Unlike the other researchers, however, Dr. Tremlett and her coworkers also looked at tumor size at the time of diagnosis for the four most common cancers: breast, prostate, lung, and colorectal cancer. They found a consistent pattern: MS patients diagnosed with cancer had a lower-than-expected rate of the smaller T1 and T2 tumors than in the matched general population with cancer, and a greater-than-expected rate of T3 and T4 tumors.
The most likely explanation for the observed larger-than-expected tumor size is that when MS patients report, say, a new sense of fatigue, it may be ascribed to their MS, whereas if a patient from the general population had the same complaint, a battery of tests would be ordered, she said.

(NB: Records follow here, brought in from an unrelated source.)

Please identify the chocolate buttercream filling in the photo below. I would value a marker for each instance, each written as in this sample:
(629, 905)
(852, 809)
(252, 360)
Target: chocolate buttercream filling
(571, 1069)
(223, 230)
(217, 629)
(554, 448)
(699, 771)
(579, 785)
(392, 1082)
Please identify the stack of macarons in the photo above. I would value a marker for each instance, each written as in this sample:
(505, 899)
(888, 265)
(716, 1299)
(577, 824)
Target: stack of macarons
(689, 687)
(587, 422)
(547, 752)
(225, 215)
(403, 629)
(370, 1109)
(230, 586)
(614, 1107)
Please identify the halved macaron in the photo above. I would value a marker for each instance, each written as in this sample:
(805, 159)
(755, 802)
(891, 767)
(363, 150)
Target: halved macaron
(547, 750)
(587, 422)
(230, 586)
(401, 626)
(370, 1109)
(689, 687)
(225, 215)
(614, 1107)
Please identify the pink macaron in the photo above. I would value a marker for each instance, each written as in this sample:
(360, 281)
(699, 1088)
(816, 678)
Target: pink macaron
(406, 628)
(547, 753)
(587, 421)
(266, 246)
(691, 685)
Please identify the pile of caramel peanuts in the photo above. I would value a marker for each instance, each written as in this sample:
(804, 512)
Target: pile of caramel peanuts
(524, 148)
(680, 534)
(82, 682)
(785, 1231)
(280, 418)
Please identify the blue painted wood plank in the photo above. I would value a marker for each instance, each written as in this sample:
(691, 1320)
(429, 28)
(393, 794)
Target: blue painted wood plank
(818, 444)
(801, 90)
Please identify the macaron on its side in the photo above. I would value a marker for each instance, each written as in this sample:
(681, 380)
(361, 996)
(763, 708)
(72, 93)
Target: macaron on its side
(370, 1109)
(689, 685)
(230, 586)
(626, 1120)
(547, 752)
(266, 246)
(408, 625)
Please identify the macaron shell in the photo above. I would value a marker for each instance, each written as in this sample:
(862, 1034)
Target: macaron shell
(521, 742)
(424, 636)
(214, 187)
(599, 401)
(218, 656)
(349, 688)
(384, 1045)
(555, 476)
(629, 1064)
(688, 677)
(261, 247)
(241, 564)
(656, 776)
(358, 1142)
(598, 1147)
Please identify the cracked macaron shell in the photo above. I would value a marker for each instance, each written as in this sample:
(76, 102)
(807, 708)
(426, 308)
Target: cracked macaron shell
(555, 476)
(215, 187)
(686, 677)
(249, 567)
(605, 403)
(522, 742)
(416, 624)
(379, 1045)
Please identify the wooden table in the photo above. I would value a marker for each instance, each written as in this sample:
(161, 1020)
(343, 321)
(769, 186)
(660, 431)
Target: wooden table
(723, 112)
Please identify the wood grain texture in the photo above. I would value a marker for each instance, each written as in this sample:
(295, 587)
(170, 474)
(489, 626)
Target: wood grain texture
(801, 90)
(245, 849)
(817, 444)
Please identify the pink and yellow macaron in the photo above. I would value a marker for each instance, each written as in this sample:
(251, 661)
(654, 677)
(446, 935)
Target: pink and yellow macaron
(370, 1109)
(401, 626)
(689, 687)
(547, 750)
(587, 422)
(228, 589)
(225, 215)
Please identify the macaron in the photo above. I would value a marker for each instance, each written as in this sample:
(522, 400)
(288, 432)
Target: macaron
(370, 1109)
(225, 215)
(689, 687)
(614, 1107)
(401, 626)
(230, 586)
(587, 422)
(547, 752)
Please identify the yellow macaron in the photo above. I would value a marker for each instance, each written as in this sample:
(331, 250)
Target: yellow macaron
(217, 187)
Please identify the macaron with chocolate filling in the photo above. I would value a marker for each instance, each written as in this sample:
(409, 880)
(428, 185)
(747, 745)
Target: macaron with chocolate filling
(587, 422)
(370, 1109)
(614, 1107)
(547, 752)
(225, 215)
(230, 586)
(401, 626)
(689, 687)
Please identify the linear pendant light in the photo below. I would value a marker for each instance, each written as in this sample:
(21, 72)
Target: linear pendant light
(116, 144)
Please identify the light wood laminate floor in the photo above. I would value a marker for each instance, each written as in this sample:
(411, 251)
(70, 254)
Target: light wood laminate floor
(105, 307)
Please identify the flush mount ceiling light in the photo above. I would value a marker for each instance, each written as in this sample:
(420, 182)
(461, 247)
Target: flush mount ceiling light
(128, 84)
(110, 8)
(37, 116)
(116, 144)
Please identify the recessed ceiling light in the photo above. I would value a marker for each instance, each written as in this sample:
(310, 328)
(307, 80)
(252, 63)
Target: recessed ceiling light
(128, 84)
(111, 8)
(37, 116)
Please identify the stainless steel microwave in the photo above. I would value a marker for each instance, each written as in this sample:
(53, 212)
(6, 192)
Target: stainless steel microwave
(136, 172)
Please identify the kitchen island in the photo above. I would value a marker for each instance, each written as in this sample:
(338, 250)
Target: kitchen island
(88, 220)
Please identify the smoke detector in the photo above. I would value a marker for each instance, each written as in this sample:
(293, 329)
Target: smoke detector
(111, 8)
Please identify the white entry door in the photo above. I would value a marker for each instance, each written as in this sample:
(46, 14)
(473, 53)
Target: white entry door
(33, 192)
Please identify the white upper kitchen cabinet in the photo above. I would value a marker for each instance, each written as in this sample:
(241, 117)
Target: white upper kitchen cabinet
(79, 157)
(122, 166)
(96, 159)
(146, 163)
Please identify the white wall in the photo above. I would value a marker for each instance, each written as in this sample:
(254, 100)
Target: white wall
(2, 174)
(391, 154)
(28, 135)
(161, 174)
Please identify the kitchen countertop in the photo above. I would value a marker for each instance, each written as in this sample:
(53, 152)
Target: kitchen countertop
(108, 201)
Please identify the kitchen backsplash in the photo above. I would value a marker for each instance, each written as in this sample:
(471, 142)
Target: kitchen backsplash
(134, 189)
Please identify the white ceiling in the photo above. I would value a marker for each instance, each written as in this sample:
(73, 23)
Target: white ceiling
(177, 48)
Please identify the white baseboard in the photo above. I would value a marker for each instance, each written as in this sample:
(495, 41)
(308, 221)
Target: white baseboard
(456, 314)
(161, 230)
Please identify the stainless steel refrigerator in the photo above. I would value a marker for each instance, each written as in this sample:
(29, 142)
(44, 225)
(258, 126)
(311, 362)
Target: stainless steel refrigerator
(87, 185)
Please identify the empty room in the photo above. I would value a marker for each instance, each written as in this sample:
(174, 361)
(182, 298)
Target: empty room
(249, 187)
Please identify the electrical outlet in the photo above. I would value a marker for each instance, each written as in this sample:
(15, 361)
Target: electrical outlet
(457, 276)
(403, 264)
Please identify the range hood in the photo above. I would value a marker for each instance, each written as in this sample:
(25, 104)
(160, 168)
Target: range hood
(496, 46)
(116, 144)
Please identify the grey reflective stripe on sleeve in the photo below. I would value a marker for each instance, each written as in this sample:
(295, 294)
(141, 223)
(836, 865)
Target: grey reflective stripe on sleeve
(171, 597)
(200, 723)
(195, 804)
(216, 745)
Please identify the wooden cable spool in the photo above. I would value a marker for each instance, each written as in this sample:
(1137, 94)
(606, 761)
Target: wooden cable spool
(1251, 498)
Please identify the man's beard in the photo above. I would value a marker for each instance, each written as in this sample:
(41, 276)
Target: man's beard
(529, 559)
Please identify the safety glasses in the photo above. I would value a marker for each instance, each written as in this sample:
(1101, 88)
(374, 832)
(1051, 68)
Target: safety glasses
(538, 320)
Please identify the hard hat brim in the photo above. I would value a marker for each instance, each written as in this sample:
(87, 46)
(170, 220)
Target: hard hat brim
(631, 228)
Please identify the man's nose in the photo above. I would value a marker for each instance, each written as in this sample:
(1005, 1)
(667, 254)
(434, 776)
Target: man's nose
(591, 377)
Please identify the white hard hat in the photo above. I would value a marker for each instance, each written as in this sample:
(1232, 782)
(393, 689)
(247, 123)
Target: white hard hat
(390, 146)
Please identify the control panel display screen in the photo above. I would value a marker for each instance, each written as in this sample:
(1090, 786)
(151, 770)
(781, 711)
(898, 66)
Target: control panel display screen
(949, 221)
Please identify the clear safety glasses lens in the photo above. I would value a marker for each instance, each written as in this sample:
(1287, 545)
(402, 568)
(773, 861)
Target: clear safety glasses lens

The MS patients’ 14% reduction in the risk of being diagnosed with cancer had an impressive P value. In contrast, the association between MS and larger tumor size, while statistically significant, had a less than stellar P value of .04. For this reason, Dr. Tremlett said she doesn’t believe diagnostic neglect is the entire explanation for the MS patients’ reduction in cancer incidence. Other possible contributing factors worthy of further study are that MS patients’ hypervigilant immune system renders them less vulnerable to cancer growth, or that MS and cancer share a common and as-yet-unidentified genetic predisposition, or that upon receiving the diagnosis of MS, affected patients adopt a healthier lifestyle.
Dr. Tremlett stressed the importance of being on the lookout for cancer and other aging-related comorbidities, especially now that patients with MS are living longer. In a recent study of 6,917 MS patients in British Columbia, she and her coinvestigators determined that the median survival age was 78.6 years for women and 74.3 years for men. Those are some of the longest life spans ever reported, but still about 6 years less than expected for the general British Columbia population.
Median survival from disease onset was markedly longer for patients with relapsing-onset MS than primary progressive MS: 49.7 years compared with 32.5 years. However, the two groups lived to about the same age.
Patients with primary progressive MS had a 1.52-fold greater relative mortality risk than did those with relapsing-onset MS. Women with primary progressive MS had a 1.55-fold survival disadvantage compared with men with primary progressive disease (J. Neurol. Neurosurg. Psychiatry 2012;83:61-6).
The MaMS study is sponsored by the Canadian Institutes of Health Research and the Multiple Sclerosis Society of Canada. Dr. Tremlett reported having no relevant financial disclosures.